One question has been asked of me in every interview I’ve given. I’ve heard the same question asked of other authors at book launches, readings, and conferences. “Where do you get your ideas?”
Folks assume my day job as a cyber crime fighter is one of my sources. That’s true. I know a lot about technology. Like, a LOT. It’s easy for me to wax philosophic about criminal tactics that rely on or abuse everything from computers to refrigerators. Because I’m so close to it, though, I have to be careful about going too deep when I write fiction.
As a long-time fan of crime fiction myself, I love capers and explorations of people doing things that are out of character. My stories contain elements of both. In today’s world, it’s nearly impossible for a criminal escapade to avoid technology or leaving digital breadcrumbs behind. In that regard, my day job has given me 20 years (and counting) of ideas. My challenge is making cyber criminal mischief relatable. That’s where my characters come in – putting ordinary people into extraordinary circumstances where they’re driven to do things they wouldn’t otherwise do.

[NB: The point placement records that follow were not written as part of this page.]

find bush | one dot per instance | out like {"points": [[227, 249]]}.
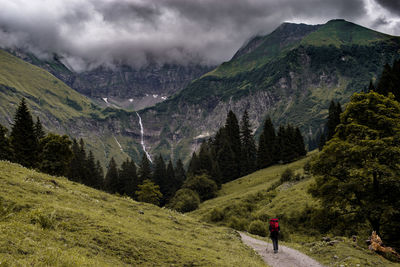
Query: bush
{"points": [[287, 176], [238, 223], [185, 200], [203, 185], [217, 215], [258, 227]]}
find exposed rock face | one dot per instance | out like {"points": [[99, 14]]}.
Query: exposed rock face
{"points": [[145, 86]]}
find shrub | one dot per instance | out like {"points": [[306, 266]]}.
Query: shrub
{"points": [[184, 200], [287, 175], [203, 185], [237, 223], [258, 227], [217, 215]]}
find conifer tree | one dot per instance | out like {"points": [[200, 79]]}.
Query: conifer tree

For instance, take a short story I’ve just completed. I wanted to write a multi-character heist-slash-buddy story. Step one was the crime itself. That part was easy – I know lots of ways to both craft and catch a robbery, based on my years of fighting such crimes. What was much harder was taking the technical details and jargon out of the way of the story. To accomplish that, I made the main character a technical novice. Events unfold through her eyes. That was a calculated move to force myself to simplify and figure out ways to make readers care – about her, about the caper, and about the outcome.
I wrote the story with a particular publishing goal in mind. I’ll find out this summer if I succeeded in passing the relatability test.